Cuando fue decretado el estado de alarma, con la publicación de una batería de medidas en las que destacaba fundamentalmente la prohibición de salir a la calle para evitar el contagio masivo por el coronavirus Covid-19, me sentí la persona más dichosa del mundo.

¡Qué felicidad no acudir al cine, ni a los centros comerciales ni a cenar a un restaurante! Con la programación televisiva y Netflix me basta; con llamar al supermercado para que me traigan lo que compre por internet me sobra; con prepararme yo mismo la comida en la maravillosa angostura de mi cocina me siento más que satisfecho. ¿Cómo no envidiar a Onetti, a Proust, a Twain que trabajaban recluidos en la cama, cercados por las cuatro paredes que les aislaban del mundo exterior? ¿Hay mayor sensación de seguridad que verse rodeado de paredes limitadoras de espacios abiertos? Y hoy día con el trabajo telemático, miel sobre hojuelas… Esta pandemia es una bendición de Dios.

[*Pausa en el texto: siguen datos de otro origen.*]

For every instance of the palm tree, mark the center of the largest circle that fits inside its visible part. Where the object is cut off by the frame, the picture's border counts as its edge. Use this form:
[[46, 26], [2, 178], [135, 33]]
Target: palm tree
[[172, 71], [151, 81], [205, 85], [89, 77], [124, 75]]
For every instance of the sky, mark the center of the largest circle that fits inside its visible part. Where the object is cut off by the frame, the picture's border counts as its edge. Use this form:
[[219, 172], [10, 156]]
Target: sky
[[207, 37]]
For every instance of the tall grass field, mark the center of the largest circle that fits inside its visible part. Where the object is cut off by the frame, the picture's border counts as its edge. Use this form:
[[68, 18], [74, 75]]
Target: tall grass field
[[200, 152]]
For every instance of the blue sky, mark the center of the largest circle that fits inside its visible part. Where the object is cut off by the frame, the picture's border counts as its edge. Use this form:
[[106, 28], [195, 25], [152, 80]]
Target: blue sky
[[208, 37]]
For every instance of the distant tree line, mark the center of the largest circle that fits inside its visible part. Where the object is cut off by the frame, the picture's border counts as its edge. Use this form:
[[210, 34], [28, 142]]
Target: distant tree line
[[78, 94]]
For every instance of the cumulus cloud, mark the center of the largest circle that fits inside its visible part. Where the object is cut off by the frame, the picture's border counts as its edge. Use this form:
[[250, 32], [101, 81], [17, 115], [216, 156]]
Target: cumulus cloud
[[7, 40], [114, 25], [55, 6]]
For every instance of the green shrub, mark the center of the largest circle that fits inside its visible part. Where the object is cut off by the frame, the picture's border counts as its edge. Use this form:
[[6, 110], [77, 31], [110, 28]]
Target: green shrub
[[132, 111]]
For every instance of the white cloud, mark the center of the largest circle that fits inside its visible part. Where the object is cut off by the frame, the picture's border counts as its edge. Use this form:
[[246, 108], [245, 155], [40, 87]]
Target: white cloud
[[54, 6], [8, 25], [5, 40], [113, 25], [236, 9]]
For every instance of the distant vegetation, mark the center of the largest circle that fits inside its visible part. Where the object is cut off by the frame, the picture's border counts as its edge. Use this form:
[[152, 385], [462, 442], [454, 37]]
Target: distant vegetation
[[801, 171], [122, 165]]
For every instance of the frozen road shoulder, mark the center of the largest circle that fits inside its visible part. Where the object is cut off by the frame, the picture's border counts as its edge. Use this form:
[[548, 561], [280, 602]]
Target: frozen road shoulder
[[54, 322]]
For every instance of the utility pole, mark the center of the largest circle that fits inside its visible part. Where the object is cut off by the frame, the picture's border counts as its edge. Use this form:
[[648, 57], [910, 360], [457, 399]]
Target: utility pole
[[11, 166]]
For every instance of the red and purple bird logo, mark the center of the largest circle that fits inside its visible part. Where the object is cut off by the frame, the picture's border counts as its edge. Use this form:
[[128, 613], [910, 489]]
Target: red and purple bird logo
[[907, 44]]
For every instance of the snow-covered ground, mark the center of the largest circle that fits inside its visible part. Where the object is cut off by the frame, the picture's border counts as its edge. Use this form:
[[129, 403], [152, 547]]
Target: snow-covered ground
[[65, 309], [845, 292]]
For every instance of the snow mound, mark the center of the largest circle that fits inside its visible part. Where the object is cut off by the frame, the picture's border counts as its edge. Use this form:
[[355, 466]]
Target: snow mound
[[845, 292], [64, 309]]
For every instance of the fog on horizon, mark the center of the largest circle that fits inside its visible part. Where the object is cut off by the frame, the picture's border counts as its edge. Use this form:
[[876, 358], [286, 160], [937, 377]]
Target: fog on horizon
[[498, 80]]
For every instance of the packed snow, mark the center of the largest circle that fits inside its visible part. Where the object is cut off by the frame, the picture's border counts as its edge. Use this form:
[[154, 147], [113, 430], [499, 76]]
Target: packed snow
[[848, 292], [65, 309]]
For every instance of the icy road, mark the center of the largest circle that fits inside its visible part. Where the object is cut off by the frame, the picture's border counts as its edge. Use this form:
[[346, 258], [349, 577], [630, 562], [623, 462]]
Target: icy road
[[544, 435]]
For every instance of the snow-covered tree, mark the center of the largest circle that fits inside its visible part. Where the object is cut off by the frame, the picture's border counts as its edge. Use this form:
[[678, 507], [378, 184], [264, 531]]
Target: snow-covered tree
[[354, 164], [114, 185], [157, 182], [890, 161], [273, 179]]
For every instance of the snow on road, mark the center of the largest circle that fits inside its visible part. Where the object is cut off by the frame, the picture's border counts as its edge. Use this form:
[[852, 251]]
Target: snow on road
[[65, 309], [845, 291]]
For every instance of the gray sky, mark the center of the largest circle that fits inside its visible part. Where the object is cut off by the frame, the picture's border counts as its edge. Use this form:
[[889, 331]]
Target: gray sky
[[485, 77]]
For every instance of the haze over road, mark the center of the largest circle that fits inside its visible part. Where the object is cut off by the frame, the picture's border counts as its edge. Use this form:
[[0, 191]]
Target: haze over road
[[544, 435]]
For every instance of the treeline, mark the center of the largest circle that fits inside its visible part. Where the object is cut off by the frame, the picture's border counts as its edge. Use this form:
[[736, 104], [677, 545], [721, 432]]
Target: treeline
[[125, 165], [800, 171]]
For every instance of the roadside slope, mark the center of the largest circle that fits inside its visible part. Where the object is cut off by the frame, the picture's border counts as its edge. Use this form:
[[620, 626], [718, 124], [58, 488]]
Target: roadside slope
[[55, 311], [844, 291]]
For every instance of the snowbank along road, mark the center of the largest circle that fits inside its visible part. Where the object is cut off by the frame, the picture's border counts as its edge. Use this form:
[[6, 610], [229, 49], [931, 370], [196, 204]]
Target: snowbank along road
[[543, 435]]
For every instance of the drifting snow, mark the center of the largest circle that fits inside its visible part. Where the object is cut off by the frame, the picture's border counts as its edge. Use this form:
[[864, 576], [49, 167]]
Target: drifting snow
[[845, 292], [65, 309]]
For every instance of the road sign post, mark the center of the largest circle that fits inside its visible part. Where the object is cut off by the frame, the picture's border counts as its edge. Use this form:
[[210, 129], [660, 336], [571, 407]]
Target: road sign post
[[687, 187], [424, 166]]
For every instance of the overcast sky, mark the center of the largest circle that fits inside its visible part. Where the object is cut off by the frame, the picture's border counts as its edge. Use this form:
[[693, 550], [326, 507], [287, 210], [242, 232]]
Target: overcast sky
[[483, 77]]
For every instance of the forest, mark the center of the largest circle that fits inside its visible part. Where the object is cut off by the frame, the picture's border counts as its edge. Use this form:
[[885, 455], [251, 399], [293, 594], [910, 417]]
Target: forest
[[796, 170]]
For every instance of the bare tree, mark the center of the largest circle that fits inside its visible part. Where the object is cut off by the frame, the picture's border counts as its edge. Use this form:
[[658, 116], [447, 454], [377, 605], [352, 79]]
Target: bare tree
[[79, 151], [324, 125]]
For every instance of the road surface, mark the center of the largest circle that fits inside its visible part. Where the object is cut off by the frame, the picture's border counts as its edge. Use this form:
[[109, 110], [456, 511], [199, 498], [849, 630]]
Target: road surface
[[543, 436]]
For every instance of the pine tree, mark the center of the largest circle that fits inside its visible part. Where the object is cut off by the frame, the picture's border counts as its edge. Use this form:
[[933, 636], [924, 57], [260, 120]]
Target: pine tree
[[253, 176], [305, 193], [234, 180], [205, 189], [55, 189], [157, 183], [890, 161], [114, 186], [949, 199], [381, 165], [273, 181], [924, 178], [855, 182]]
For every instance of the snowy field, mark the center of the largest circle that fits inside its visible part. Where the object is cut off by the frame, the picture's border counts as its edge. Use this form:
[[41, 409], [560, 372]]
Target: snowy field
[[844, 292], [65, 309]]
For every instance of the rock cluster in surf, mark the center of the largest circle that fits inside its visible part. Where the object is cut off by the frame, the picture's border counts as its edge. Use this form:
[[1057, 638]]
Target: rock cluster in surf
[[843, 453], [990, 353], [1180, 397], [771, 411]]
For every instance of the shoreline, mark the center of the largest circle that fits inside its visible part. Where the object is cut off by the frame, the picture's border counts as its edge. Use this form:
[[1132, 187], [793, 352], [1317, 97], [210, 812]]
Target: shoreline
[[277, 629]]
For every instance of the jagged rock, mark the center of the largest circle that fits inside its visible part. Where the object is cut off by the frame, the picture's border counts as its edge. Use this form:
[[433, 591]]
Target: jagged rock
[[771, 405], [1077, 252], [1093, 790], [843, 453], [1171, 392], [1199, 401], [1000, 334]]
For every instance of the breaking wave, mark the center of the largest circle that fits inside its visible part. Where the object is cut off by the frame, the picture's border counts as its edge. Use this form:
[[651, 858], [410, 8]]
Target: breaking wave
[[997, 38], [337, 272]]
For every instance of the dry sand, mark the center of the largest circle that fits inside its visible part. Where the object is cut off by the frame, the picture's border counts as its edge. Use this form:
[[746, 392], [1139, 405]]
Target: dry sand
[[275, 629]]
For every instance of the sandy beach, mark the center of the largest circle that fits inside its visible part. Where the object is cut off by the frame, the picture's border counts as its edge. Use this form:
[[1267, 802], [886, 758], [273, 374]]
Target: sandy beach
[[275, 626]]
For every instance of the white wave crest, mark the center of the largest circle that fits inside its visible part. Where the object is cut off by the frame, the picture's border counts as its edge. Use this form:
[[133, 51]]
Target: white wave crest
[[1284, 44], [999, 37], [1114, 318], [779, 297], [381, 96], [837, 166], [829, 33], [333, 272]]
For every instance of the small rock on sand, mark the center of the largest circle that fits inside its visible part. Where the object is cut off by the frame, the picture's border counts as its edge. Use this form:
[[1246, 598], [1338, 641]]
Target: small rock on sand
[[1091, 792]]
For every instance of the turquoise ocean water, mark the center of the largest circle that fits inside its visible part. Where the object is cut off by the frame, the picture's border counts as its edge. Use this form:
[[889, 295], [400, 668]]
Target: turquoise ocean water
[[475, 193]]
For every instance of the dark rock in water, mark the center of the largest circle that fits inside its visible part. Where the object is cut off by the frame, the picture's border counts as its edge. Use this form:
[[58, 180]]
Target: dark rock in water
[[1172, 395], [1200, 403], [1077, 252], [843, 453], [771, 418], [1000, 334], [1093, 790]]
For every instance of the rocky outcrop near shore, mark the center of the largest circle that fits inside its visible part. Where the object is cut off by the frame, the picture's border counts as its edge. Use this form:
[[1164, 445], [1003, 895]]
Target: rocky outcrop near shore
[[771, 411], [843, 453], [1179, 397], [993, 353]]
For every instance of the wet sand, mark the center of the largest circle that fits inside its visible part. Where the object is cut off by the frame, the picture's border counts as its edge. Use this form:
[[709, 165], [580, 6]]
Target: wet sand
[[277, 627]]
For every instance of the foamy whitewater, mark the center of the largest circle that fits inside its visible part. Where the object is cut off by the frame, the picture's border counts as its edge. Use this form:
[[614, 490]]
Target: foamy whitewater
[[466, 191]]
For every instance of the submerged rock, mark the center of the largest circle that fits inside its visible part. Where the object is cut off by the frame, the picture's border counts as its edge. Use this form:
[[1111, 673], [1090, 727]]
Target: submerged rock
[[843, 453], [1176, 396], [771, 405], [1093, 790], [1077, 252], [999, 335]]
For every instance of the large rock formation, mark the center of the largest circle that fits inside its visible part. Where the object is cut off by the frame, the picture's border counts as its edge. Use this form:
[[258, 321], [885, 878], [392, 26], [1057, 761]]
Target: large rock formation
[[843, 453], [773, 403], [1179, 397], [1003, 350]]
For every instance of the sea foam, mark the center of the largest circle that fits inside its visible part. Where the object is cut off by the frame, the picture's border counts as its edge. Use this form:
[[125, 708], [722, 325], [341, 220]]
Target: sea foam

No, no padezco de agorafobia, no sufro palpitaciones, vahídos o pánico ante los espacios abiertos. Lo que sucede es que he descubierto con esta reclusión forzosa que soy un anacoreta vocacional y el confinamiento ha resultado ser un regalo para mí. No quiero volver a salir a la calle nunca más, no quiero que termine esta cuarentena, por eso he tomado drásticas medidas al respecto y acabo de comprobar que por fin la entidad bancaria en la que trabajo ha impedido mi acceso a las claves y a la información sensible, ergo han descubierto el desfalco que he perpetrado. Una auditoría interna determinará la cantidad desfalcada. He procurado que sea bastante dinero, así me aseguraré de que me encierren durante muchos, muchos años.